WLRQ-FM
- Cocoa, Florida; United States;
- Broadcast area: Space Coast
- Frequency: 99.3 MHz (HD Radio)
- Branding: Lite Rock 99.3

Programming
- Format: Adult contemporary
- Affiliations: Premiere Networks

Ownership
- Owner: iHeartMedia, Inc.; (iHM Licenses, LLC);
- Sister stations: WFKS, WMMB, WMMV

History
- First air date: June 23, 1982
- Former call signs: WEZY-FM (1982–1988)
- Call sign meaning: "Lite Rock"

Technical information
- Licensing authority: FCC
- Facility ID: 20372
- Class: C2
- ERP: 50,000 watts
- HAAT: 150 meters (490 ft)
- Transmitter coordinates: 28°16′42.00″N 80°42′3.00″W﻿ / ﻿28.2783333°N 80.7008333°W

Links
- Public license information: Public file; LMS;
- Webcast: Listen live (via iHeartRadio)
- Website: literock993.iheart.com

= WLRQ-FM =

WLRQ-FM (99.3 FM "Lite Rock 99.3") is a commercial radio station licensed to Cocoa, Florida, United States, and serving the Space Coast including Melbourne and Brevard County. The station is owned by iHeartMedia, Inc. and broadcasts an adult contemporary radio format.

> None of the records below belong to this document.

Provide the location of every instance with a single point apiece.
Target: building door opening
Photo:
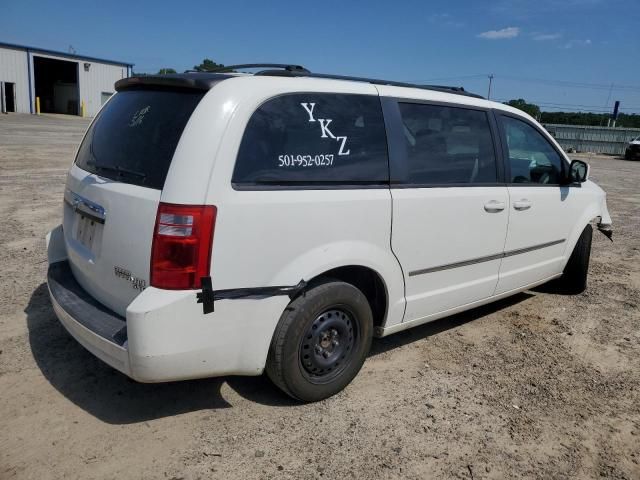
(56, 84)
(9, 97)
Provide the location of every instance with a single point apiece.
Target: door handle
(494, 206)
(523, 204)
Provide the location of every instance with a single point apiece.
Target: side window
(314, 138)
(447, 145)
(532, 159)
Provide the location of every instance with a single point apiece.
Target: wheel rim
(328, 345)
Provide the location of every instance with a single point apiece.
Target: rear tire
(321, 341)
(574, 276)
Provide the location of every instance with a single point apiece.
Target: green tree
(207, 65)
(529, 108)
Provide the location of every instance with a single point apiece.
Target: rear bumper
(165, 335)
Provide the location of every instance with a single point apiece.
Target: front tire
(321, 341)
(574, 276)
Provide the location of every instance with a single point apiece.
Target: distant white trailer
(59, 82)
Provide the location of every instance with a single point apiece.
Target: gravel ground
(537, 386)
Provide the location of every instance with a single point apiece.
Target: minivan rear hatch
(114, 188)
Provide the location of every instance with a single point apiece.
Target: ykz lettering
(325, 132)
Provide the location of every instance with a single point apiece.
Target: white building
(62, 82)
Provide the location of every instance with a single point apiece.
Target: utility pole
(490, 81)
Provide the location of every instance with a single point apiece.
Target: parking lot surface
(536, 386)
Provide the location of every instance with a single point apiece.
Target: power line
(551, 82)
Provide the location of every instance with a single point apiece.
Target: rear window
(314, 139)
(135, 135)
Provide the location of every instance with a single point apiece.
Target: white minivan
(227, 224)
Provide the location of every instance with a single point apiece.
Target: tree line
(575, 118)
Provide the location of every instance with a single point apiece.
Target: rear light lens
(182, 241)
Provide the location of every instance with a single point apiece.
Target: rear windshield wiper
(118, 169)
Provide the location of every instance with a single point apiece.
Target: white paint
(13, 69)
(101, 77)
(279, 237)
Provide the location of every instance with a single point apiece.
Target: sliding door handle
(494, 206)
(523, 204)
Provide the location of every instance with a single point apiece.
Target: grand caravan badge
(136, 283)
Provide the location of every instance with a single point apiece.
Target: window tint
(447, 145)
(135, 135)
(314, 138)
(532, 159)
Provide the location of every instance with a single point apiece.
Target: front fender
(319, 260)
(595, 209)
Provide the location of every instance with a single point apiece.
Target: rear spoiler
(189, 81)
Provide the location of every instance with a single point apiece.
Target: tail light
(181, 250)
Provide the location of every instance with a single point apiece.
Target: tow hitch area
(207, 296)
(606, 230)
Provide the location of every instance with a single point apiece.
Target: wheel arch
(590, 214)
(368, 281)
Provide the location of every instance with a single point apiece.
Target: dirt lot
(538, 386)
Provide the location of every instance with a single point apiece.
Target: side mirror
(578, 171)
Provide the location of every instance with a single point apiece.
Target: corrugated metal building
(62, 82)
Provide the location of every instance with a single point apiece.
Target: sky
(570, 55)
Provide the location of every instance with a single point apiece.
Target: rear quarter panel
(278, 237)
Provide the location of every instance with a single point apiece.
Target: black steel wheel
(321, 341)
(328, 345)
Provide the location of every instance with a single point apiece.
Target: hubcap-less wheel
(326, 348)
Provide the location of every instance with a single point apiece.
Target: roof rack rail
(289, 70)
(376, 81)
(283, 66)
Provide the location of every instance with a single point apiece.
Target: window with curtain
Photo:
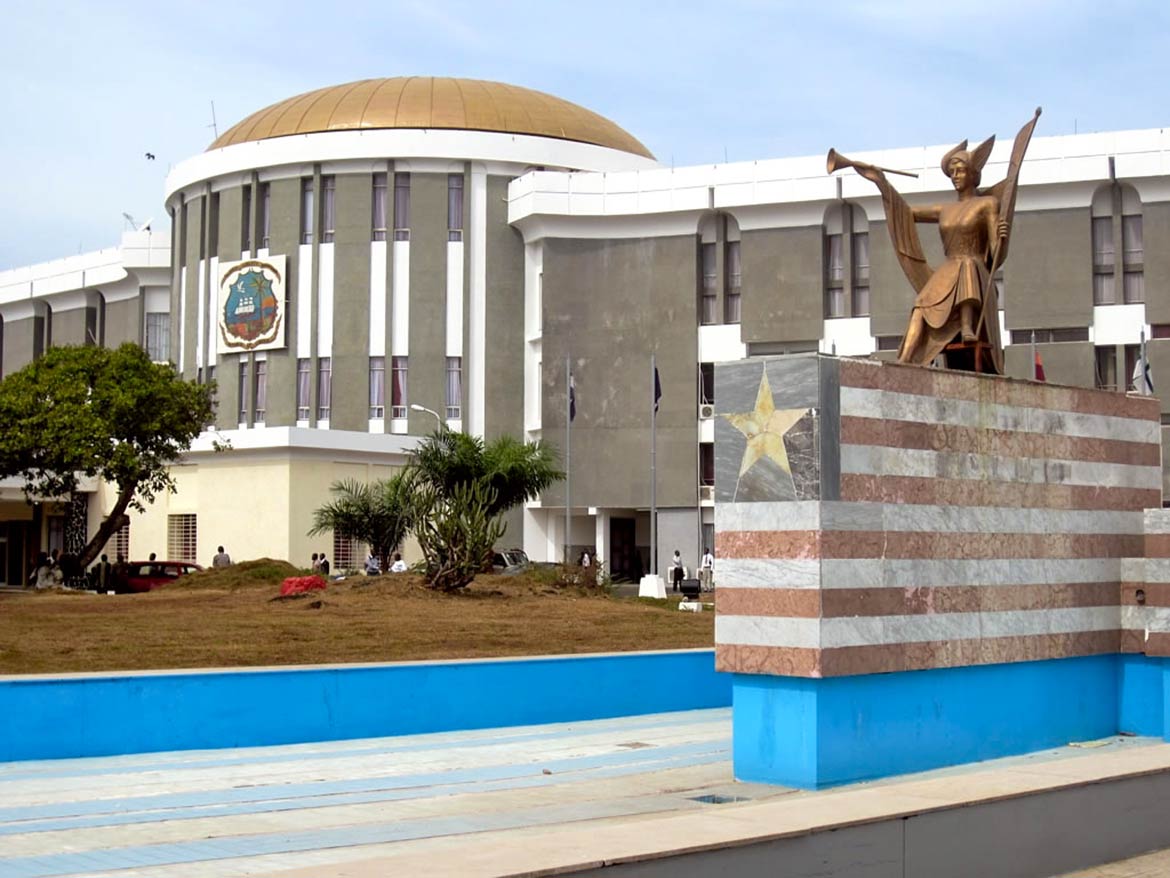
(454, 388)
(243, 391)
(1103, 292)
(307, 211)
(734, 283)
(261, 406)
(379, 207)
(302, 389)
(860, 292)
(324, 388)
(398, 397)
(377, 386)
(401, 206)
(454, 207)
(328, 208)
(1133, 259)
(708, 290)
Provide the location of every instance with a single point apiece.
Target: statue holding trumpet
(955, 308)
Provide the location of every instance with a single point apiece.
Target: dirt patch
(227, 618)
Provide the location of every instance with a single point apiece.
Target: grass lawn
(234, 618)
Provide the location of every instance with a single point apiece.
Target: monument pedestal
(921, 568)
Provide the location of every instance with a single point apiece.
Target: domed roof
(432, 102)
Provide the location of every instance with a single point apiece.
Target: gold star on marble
(765, 427)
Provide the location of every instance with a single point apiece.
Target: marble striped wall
(875, 518)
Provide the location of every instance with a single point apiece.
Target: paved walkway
(469, 803)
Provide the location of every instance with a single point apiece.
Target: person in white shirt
(707, 570)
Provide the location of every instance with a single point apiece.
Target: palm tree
(514, 470)
(378, 514)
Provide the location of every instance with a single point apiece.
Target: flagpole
(653, 475)
(569, 448)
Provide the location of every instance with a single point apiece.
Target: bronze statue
(955, 308)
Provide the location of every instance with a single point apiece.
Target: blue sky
(89, 88)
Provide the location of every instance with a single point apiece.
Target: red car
(149, 575)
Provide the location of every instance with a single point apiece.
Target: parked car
(509, 561)
(150, 575)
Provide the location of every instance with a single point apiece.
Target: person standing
(707, 570)
(676, 570)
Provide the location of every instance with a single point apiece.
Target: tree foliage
(96, 412)
(456, 533)
(515, 471)
(378, 514)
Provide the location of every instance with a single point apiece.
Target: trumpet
(834, 162)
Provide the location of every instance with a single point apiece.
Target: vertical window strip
(454, 388)
(324, 388)
(401, 206)
(328, 208)
(302, 389)
(378, 221)
(377, 386)
(398, 395)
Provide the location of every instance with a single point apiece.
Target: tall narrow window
(379, 207)
(324, 388)
(328, 208)
(302, 389)
(307, 211)
(734, 285)
(708, 290)
(1131, 259)
(377, 386)
(158, 336)
(454, 388)
(860, 292)
(243, 391)
(401, 206)
(454, 207)
(1102, 261)
(398, 398)
(834, 276)
(181, 537)
(266, 213)
(261, 395)
(246, 219)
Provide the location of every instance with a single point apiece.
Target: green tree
(378, 514)
(96, 412)
(515, 471)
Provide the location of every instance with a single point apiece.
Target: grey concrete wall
(427, 376)
(783, 285)
(1156, 232)
(19, 343)
(1048, 274)
(610, 303)
(353, 200)
(504, 386)
(124, 323)
(69, 327)
(1036, 836)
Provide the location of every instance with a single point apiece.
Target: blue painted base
(816, 733)
(104, 714)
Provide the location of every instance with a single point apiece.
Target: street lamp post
(417, 407)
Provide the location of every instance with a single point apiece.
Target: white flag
(1142, 381)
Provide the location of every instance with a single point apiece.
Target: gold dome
(433, 102)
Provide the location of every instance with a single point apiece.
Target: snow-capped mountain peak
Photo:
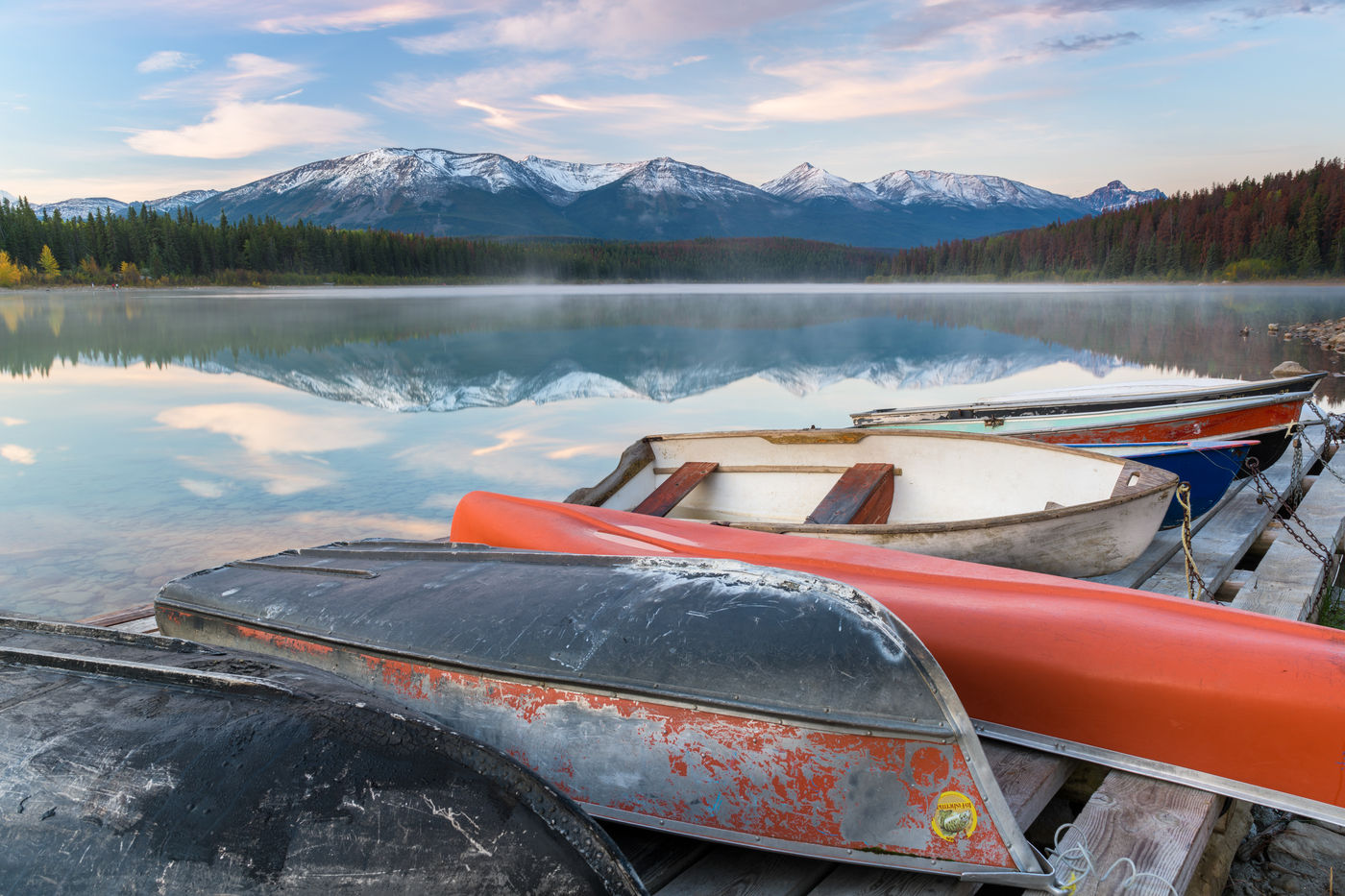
(809, 182)
(1116, 195)
(974, 191)
(577, 177)
(669, 177)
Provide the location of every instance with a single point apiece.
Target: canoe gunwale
(991, 408)
(844, 721)
(1036, 425)
(1162, 771)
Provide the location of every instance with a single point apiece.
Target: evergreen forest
(1286, 225)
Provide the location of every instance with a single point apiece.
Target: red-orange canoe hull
(1254, 701)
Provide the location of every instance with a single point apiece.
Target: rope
(1080, 864)
(1192, 572)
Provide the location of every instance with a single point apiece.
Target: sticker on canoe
(954, 815)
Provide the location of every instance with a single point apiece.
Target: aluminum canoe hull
(710, 698)
(148, 764)
(1220, 698)
(1005, 502)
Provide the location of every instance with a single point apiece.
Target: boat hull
(712, 700)
(1224, 700)
(1207, 467)
(1177, 423)
(1102, 399)
(992, 500)
(152, 764)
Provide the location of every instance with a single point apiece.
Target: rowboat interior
(851, 476)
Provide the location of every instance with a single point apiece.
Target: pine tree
(47, 261)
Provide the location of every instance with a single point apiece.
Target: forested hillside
(178, 249)
(1287, 225)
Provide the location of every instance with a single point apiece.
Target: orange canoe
(1228, 701)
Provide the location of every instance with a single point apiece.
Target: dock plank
(1160, 826)
(1288, 579)
(1219, 545)
(733, 871)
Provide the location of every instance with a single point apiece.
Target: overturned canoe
(1093, 399)
(1213, 697)
(151, 764)
(994, 500)
(1207, 467)
(709, 698)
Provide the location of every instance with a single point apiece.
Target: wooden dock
(1246, 559)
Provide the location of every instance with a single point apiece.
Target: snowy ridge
(379, 376)
(974, 191)
(1116, 195)
(446, 193)
(577, 177)
(809, 182)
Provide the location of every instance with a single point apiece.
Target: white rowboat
(982, 498)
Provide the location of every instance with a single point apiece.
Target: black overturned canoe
(136, 764)
(708, 698)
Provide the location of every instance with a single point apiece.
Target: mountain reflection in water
(145, 435)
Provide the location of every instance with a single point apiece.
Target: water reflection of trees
(1190, 331)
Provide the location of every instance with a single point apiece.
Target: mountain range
(441, 193)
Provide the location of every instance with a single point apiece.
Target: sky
(136, 100)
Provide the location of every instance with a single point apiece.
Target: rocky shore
(1328, 334)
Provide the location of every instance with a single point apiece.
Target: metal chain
(1295, 472)
(1266, 490)
(1193, 576)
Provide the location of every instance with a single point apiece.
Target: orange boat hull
(1257, 702)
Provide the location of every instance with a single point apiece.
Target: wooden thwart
(675, 487)
(861, 496)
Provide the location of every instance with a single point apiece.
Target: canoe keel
(912, 791)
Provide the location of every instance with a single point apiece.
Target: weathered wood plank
(1288, 579)
(863, 496)
(675, 487)
(1227, 537)
(732, 871)
(656, 858)
(1163, 545)
(118, 618)
(1160, 826)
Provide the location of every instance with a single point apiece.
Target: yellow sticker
(954, 815)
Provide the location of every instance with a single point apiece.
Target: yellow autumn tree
(47, 261)
(10, 272)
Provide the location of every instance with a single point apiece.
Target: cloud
(611, 27)
(245, 76)
(202, 489)
(844, 89)
(484, 89)
(165, 61)
(918, 26)
(19, 455)
(234, 130)
(1091, 42)
(356, 19)
(268, 430)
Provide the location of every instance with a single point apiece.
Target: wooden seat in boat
(861, 496)
(675, 487)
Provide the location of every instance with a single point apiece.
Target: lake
(145, 435)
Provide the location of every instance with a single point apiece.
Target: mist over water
(148, 435)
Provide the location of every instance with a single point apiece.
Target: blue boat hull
(1208, 467)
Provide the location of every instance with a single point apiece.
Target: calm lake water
(148, 435)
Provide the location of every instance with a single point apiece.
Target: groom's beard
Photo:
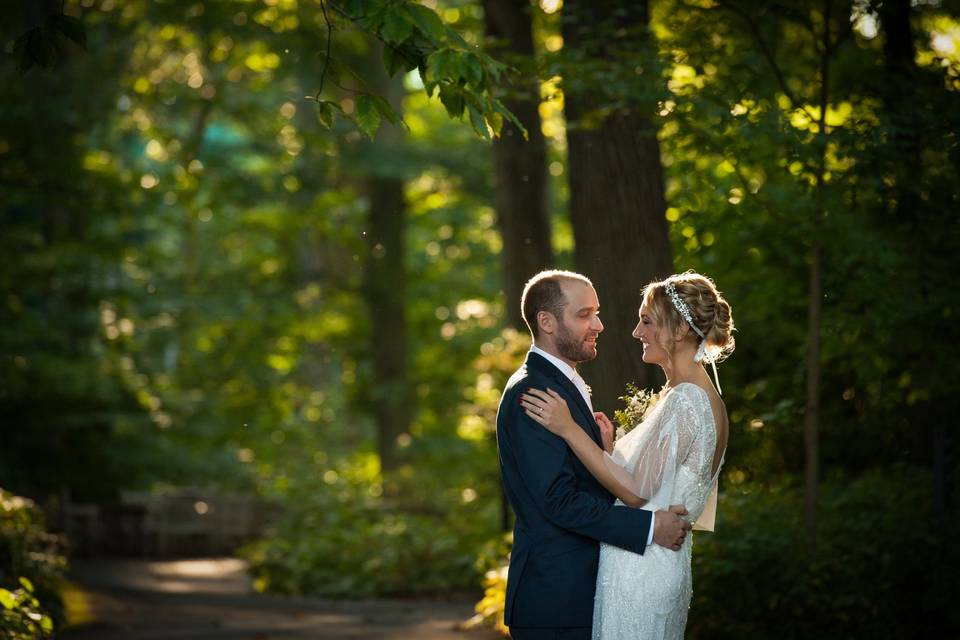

The station broadcasts using HD Radio technology.

==History==
On June 23, 1982, the station signed on the air. The call sign was WEZY-FM, with the EZ standing for easy listening and beautiful music. WEZY-FM played quarter hour sweeps of mostly instrumental cover versions of popular songs, as well as Broadway and Hollywood show tunes. But by the 1980s, the easy listening format was aging. At first WEZY-FM added more soft vocals and reduced the instrumentals. But by the late 1980s, it had made the transition to soft adult contemporary.

On January 15, 1988, the station changed its call sign to WLRQ-FM. The new call letters helped separate the station from its beautiful music past, aiming at a more youthful audience, representing the new moniker "Lite Rock".